If we look in this place, we see a significant gender gap in terms of representation. Parliaments should look like the communities they serve, but currently women comprise only 32 per cent of those serving in the House and the Senate. There is, it must be said, a gap across the parties. Even a casual observer of question time these days notes the substantially larger number of women on this side of the House than on the coalition side—among Labor members, women currently make up 46.3 per cent; among the Liberal Party, 23.5 per cent; and among the Nationals, 9.5 per cent. If you look globally Australia is ranked 50th by the Inter-Parliamentary Union for women's parliamentary representation, which puts us behind both New Zealand and the United Kingdom.

When you turn to boards, we see an even larger gender pay gap. Women currently comprise 44.5 per cent of positions on Australian government boards but, among ASX 200 board directors, just 26 per cent. The gender gap among CEOs is larger still. Only 14 of the ASX 200 CEOs are women—that's just seven per cent. More Australian companies are run by men called John than are run by women. At the moment, there is only one woman running a top 20—CEO Shemara Wikramanayake, who recently become the first female CEO of Macquarie Group.

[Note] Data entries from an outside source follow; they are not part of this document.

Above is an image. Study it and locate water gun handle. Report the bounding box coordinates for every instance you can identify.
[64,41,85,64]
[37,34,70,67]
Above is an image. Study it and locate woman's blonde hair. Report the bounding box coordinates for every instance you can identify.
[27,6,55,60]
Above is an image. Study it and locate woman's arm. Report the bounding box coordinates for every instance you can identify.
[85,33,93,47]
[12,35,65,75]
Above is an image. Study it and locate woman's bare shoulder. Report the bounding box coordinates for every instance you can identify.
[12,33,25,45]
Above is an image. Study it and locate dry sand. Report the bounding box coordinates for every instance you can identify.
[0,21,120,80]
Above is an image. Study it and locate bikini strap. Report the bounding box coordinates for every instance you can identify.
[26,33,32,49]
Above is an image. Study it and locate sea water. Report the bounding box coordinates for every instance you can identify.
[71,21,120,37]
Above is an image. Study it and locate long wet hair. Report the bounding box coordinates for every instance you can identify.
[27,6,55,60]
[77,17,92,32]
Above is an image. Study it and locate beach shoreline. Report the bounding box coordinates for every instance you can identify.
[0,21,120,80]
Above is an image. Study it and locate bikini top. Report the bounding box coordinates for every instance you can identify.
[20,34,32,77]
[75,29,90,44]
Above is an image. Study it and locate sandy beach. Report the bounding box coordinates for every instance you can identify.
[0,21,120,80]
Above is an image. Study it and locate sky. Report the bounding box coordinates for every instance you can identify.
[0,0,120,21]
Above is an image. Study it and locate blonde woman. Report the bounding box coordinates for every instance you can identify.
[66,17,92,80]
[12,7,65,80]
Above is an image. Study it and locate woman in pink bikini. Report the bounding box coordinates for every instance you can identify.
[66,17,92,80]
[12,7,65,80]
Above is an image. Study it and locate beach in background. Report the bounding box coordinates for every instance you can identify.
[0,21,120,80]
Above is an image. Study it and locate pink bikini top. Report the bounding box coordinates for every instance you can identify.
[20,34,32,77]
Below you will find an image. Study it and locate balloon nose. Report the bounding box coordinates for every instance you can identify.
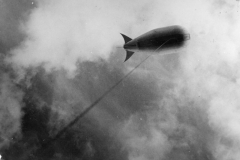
[123,41,137,49]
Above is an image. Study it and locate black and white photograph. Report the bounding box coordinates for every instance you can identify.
[0,0,240,160]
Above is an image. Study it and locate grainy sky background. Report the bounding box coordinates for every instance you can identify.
[0,0,240,160]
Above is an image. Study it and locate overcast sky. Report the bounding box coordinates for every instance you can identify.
[0,0,240,160]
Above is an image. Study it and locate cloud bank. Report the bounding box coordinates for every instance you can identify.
[0,0,240,160]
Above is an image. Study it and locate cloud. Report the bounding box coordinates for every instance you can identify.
[2,0,240,160]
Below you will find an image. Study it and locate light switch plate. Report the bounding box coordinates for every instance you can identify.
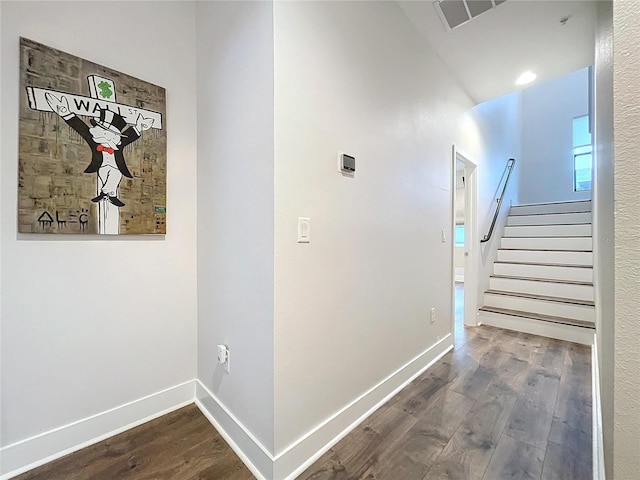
[298,217,311,243]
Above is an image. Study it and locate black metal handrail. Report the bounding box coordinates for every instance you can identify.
[480,158,516,243]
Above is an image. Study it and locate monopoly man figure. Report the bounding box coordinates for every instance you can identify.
[45,93,153,207]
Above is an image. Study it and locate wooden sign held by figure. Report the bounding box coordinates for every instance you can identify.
[19,39,166,234]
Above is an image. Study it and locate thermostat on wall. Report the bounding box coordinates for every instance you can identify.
[340,153,356,173]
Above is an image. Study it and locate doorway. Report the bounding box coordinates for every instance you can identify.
[451,145,479,335]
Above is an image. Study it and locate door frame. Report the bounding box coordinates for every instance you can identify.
[451,145,480,334]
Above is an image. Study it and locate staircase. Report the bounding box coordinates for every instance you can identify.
[478,200,595,345]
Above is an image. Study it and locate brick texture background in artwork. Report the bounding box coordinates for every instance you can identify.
[18,39,167,234]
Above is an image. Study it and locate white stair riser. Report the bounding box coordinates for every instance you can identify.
[489,277,593,301]
[509,202,591,215]
[484,293,596,322]
[493,263,593,282]
[500,237,592,251]
[498,250,593,266]
[507,212,591,225]
[478,312,594,345]
[504,224,591,237]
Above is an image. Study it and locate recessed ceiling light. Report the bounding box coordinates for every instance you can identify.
[516,70,538,85]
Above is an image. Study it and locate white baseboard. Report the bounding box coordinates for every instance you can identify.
[5,334,453,480]
[196,380,274,480]
[478,312,595,345]
[0,380,195,480]
[196,334,453,480]
[274,334,453,480]
[591,336,606,480]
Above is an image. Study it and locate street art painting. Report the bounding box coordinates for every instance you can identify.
[18,38,167,235]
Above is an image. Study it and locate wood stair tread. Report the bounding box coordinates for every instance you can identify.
[493,260,593,268]
[480,306,595,329]
[491,275,593,287]
[508,210,591,217]
[511,200,591,208]
[498,248,593,253]
[485,290,595,308]
[502,235,593,240]
[505,222,591,228]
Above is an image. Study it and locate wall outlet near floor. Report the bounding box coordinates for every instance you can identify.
[218,345,231,373]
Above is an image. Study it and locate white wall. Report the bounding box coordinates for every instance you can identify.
[456,93,522,307]
[519,68,591,203]
[0,1,196,472]
[608,0,640,480]
[593,2,615,478]
[197,2,274,463]
[274,2,471,464]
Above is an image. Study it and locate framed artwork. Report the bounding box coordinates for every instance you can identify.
[18,38,167,235]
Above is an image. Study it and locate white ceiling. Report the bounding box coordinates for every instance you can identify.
[399,0,595,103]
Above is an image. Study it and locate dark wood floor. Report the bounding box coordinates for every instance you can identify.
[16,405,254,480]
[16,284,592,480]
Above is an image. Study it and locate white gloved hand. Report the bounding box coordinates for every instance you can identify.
[44,92,71,117]
[136,113,153,132]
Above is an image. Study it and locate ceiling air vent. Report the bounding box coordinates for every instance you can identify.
[434,0,506,30]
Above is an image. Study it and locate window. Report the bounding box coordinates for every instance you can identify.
[455,225,464,247]
[573,115,593,192]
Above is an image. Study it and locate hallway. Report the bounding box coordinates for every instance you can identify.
[300,284,592,480]
[16,284,592,480]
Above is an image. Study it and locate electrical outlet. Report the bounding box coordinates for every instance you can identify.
[218,345,231,373]
[222,350,231,373]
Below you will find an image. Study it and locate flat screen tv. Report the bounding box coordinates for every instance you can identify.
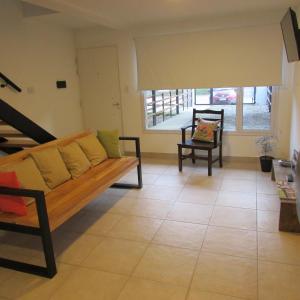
[280,8,300,62]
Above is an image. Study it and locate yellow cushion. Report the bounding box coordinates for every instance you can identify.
[0,157,50,205]
[31,147,71,189]
[59,143,91,178]
[76,134,107,166]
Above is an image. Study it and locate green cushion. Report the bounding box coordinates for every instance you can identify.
[97,130,121,158]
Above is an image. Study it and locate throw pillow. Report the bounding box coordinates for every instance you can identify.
[192,118,220,142]
[97,130,121,158]
[31,147,71,189]
[0,157,50,205]
[76,134,107,166]
[0,172,27,216]
[59,142,91,178]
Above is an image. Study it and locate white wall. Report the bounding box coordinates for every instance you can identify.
[289,6,300,157]
[0,0,83,136]
[76,27,291,157]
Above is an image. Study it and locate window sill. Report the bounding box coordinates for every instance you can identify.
[143,129,272,136]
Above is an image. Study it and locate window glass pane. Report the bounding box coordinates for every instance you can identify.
[243,86,272,130]
[211,88,237,131]
[144,89,194,130]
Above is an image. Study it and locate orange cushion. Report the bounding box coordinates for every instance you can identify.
[0,172,27,216]
[192,118,220,142]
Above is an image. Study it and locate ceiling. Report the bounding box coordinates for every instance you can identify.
[22,0,300,29]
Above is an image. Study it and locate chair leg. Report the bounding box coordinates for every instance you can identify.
[178,145,182,172]
[208,150,212,176]
[192,150,196,164]
[219,144,223,168]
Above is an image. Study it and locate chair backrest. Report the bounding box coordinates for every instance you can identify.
[192,108,224,139]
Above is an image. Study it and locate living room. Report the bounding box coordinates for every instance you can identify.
[0,0,300,300]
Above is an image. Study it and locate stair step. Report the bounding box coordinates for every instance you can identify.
[0,129,25,137]
[0,140,38,148]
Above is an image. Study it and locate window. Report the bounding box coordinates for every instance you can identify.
[144,86,273,132]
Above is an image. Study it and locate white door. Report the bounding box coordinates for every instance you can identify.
[78,46,122,134]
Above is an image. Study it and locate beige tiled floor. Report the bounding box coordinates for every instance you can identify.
[0,159,300,300]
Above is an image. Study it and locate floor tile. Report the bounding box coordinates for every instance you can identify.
[79,213,122,235]
[142,185,183,201]
[118,278,187,300]
[154,174,187,187]
[192,252,257,300]
[257,194,280,211]
[53,231,103,265]
[224,169,256,181]
[109,196,139,215]
[257,210,279,232]
[258,262,300,300]
[258,232,300,265]
[51,268,128,300]
[193,165,224,179]
[153,221,207,249]
[60,210,121,235]
[163,164,195,178]
[142,163,168,175]
[82,238,147,275]
[167,202,213,224]
[107,216,162,241]
[178,186,218,205]
[216,191,256,209]
[186,174,222,191]
[209,206,256,230]
[221,177,256,193]
[202,226,257,258]
[134,245,197,287]
[129,199,172,219]
[0,263,75,300]
[257,178,278,195]
[187,289,242,300]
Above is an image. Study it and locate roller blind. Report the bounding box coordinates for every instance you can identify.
[135,25,282,90]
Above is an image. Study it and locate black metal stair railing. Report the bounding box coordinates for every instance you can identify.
[0,72,22,93]
[0,99,56,153]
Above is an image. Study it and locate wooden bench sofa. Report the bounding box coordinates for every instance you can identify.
[0,132,142,278]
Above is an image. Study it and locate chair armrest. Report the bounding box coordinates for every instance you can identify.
[181,125,197,130]
[119,136,141,159]
[214,127,223,147]
[181,125,197,144]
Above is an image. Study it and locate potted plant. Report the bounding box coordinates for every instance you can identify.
[256,136,275,172]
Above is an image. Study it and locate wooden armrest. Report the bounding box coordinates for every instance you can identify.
[119,136,141,159]
[181,125,197,131]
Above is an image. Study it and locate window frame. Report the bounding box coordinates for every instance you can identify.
[140,85,279,136]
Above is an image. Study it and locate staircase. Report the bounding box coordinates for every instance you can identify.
[0,99,56,154]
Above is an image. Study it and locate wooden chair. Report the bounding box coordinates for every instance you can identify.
[177,109,224,176]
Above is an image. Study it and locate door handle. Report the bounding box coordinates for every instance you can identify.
[112,102,120,107]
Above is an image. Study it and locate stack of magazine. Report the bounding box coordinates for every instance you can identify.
[277,180,296,202]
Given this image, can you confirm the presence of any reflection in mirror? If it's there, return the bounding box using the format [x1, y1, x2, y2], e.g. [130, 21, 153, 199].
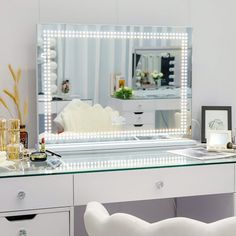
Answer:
[37, 24, 192, 146]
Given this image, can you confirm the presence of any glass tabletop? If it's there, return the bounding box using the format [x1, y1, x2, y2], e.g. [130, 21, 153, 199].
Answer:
[0, 148, 236, 178]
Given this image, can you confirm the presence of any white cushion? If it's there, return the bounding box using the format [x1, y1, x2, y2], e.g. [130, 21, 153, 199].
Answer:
[54, 99, 123, 132]
[84, 202, 236, 236]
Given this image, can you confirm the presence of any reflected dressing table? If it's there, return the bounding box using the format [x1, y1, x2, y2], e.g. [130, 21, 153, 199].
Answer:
[0, 150, 236, 236]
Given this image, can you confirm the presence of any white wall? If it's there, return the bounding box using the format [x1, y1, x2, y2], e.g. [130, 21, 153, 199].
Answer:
[0, 0, 236, 234]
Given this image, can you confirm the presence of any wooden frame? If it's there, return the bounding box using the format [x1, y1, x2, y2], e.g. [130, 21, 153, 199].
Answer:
[201, 106, 232, 143]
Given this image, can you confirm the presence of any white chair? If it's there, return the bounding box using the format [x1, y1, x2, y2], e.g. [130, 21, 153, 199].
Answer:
[54, 99, 123, 132]
[84, 202, 236, 236]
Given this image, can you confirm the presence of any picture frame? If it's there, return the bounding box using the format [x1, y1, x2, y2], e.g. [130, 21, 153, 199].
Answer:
[201, 106, 232, 143]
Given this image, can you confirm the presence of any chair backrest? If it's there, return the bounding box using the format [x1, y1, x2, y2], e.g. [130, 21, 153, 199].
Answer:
[54, 99, 123, 132]
[84, 202, 236, 236]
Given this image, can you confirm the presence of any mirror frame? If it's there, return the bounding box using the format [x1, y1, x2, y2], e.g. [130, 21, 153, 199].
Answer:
[37, 24, 189, 144]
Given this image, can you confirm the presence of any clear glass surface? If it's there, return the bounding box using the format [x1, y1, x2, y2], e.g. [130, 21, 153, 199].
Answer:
[0, 150, 236, 178]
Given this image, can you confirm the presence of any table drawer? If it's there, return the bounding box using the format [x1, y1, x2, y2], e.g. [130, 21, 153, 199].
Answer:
[124, 124, 155, 130]
[0, 175, 73, 212]
[74, 165, 234, 205]
[121, 111, 155, 124]
[0, 212, 70, 236]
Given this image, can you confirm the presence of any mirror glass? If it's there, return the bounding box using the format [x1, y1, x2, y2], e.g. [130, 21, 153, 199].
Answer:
[37, 24, 192, 146]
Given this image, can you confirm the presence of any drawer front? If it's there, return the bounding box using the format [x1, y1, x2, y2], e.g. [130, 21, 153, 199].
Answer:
[122, 100, 155, 112]
[0, 212, 70, 236]
[74, 165, 234, 205]
[121, 111, 155, 124]
[124, 124, 155, 130]
[0, 175, 73, 212]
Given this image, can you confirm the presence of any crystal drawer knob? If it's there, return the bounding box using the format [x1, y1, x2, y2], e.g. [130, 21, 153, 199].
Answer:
[19, 229, 27, 236]
[156, 181, 164, 189]
[17, 191, 26, 200]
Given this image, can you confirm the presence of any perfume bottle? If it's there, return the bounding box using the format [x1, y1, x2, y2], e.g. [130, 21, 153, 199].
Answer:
[6, 119, 20, 160]
[20, 125, 28, 148]
[0, 119, 7, 151]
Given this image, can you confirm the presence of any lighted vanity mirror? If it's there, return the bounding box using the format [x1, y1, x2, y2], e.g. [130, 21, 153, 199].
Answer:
[37, 24, 192, 149]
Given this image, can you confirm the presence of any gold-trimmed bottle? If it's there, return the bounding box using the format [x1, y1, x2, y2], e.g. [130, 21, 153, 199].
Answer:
[20, 125, 28, 148]
[0, 118, 7, 151]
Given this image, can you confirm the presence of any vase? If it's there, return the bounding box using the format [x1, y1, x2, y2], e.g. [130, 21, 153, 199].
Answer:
[20, 125, 28, 148]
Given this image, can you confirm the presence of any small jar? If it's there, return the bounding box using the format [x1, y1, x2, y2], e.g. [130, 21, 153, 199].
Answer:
[7, 143, 20, 160]
[0, 119, 7, 151]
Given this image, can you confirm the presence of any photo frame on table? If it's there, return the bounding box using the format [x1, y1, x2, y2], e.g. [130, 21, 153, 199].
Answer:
[201, 106, 232, 143]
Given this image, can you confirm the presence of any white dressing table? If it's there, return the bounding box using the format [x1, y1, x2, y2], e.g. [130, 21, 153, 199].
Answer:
[0, 150, 236, 236]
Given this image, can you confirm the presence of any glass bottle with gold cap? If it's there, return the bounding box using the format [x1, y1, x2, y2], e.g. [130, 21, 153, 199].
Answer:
[7, 119, 20, 160]
[0, 118, 7, 151]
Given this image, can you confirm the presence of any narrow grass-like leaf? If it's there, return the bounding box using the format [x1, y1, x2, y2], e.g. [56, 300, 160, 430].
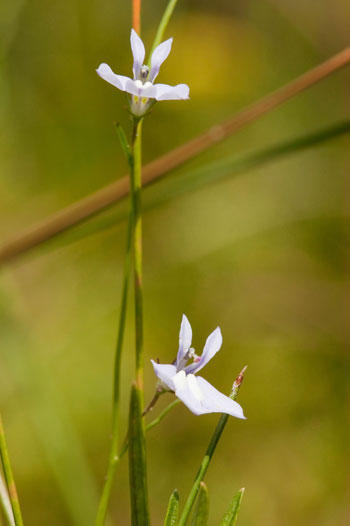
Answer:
[178, 366, 247, 526]
[191, 482, 209, 526]
[220, 488, 244, 526]
[164, 489, 179, 526]
[129, 384, 149, 526]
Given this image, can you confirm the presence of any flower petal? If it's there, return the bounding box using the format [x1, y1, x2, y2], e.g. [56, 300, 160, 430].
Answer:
[125, 79, 157, 99]
[96, 64, 131, 91]
[149, 38, 173, 82]
[173, 371, 205, 415]
[154, 84, 190, 100]
[151, 360, 176, 391]
[194, 375, 245, 419]
[176, 314, 192, 370]
[185, 327, 222, 374]
[130, 29, 145, 80]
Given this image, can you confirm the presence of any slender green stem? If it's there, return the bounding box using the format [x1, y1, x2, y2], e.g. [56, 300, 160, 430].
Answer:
[178, 367, 246, 526]
[148, 0, 177, 62]
[0, 415, 23, 526]
[0, 470, 15, 526]
[129, 117, 149, 526]
[130, 119, 143, 392]
[95, 212, 133, 526]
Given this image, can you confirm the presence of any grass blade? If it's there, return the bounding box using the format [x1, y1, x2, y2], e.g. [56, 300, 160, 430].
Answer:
[220, 488, 244, 526]
[164, 489, 179, 526]
[191, 482, 209, 526]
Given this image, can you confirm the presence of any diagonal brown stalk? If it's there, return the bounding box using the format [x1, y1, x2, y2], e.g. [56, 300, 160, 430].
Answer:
[0, 48, 350, 265]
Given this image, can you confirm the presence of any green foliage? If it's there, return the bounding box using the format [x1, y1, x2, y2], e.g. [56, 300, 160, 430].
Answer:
[220, 488, 244, 526]
[191, 482, 209, 526]
[129, 385, 149, 526]
[164, 489, 179, 526]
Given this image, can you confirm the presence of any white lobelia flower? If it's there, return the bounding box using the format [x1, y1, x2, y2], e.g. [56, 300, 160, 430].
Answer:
[151, 315, 245, 418]
[96, 29, 190, 117]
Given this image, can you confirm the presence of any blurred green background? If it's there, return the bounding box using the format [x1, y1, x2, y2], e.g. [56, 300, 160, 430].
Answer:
[0, 0, 350, 526]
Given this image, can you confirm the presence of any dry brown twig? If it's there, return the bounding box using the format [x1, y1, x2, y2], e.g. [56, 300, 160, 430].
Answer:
[0, 48, 350, 265]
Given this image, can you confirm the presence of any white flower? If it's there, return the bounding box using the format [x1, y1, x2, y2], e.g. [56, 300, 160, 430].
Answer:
[151, 315, 245, 418]
[96, 29, 190, 117]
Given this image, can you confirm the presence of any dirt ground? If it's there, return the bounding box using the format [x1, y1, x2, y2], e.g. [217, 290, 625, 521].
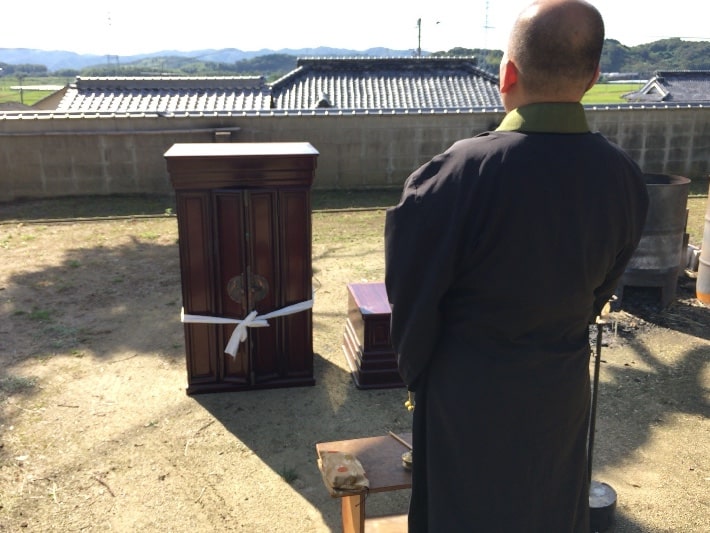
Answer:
[0, 202, 710, 533]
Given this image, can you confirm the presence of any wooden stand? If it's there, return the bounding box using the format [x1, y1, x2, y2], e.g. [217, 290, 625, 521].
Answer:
[316, 433, 412, 533]
[343, 282, 404, 389]
[165, 143, 318, 394]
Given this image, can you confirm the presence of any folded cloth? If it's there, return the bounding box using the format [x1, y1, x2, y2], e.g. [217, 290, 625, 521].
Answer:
[318, 451, 370, 496]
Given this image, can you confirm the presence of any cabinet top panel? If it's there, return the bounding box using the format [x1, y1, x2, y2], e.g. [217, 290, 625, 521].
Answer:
[165, 142, 319, 157]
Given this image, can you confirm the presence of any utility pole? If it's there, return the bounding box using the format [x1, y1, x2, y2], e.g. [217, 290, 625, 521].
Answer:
[483, 0, 494, 49]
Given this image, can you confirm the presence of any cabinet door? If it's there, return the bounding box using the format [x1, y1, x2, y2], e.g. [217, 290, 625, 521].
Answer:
[279, 188, 313, 383]
[246, 190, 284, 385]
[176, 192, 221, 391]
[213, 190, 250, 386]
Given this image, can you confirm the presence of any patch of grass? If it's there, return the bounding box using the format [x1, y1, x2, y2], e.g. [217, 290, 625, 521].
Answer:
[0, 195, 175, 222]
[582, 83, 644, 105]
[0, 376, 37, 397]
[27, 307, 52, 322]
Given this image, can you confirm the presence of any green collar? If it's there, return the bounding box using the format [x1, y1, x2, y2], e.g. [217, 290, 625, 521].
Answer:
[496, 102, 589, 133]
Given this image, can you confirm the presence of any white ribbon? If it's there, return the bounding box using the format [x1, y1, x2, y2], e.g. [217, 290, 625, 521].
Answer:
[180, 298, 313, 357]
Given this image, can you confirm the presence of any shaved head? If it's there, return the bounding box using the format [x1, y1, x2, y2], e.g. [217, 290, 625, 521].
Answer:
[508, 0, 604, 94]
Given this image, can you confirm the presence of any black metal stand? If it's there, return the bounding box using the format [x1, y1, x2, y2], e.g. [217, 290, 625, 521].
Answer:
[587, 320, 616, 532]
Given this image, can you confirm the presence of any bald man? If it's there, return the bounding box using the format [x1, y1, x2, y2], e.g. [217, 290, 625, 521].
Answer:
[385, 0, 648, 533]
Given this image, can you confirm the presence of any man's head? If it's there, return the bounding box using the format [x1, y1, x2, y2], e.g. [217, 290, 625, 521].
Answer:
[500, 0, 604, 110]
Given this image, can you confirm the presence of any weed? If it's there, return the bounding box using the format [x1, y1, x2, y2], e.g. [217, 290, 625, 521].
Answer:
[279, 468, 298, 485]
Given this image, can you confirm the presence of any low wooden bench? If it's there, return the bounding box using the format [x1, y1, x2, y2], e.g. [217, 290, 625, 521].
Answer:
[316, 433, 412, 533]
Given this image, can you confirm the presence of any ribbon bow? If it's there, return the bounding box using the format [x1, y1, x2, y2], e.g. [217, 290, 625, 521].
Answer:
[180, 299, 313, 357]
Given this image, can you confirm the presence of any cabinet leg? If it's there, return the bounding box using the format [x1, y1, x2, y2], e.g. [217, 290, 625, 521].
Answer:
[340, 493, 365, 533]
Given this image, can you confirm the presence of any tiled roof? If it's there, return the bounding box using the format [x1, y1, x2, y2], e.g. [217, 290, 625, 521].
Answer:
[56, 77, 271, 113]
[272, 57, 502, 110]
[624, 70, 710, 103]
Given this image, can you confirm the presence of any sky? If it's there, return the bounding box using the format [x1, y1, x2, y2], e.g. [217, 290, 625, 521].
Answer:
[0, 0, 710, 57]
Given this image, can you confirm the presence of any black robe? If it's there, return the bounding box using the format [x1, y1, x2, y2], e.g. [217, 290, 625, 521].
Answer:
[385, 110, 647, 533]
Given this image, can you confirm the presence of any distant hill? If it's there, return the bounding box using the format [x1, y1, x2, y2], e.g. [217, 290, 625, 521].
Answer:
[0, 46, 412, 72]
[0, 38, 710, 79]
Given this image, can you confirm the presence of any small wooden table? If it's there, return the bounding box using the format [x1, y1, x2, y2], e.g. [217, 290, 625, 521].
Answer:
[316, 433, 412, 533]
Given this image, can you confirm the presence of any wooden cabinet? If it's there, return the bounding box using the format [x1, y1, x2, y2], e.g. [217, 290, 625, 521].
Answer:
[165, 143, 318, 394]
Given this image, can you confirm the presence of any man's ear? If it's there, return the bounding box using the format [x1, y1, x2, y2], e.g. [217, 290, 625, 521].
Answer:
[500, 59, 518, 93]
[584, 65, 601, 93]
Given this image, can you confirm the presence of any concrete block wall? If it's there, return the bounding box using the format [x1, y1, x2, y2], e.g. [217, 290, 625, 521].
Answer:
[0, 107, 710, 201]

It's important that we bring more prominence to the research around this important work being done on flexible work by Claudia Goldin and Alison Booth. Michelle Ryan and Alexander Haslam have done studies on the notion of a glass cliff—that women may be promoted to top roles in times of trouble, with Kim Campbell, Jill Abramson, Marissa Mayer, Joan Kirner and Carmen Lawrence being examples that immediately come to mind.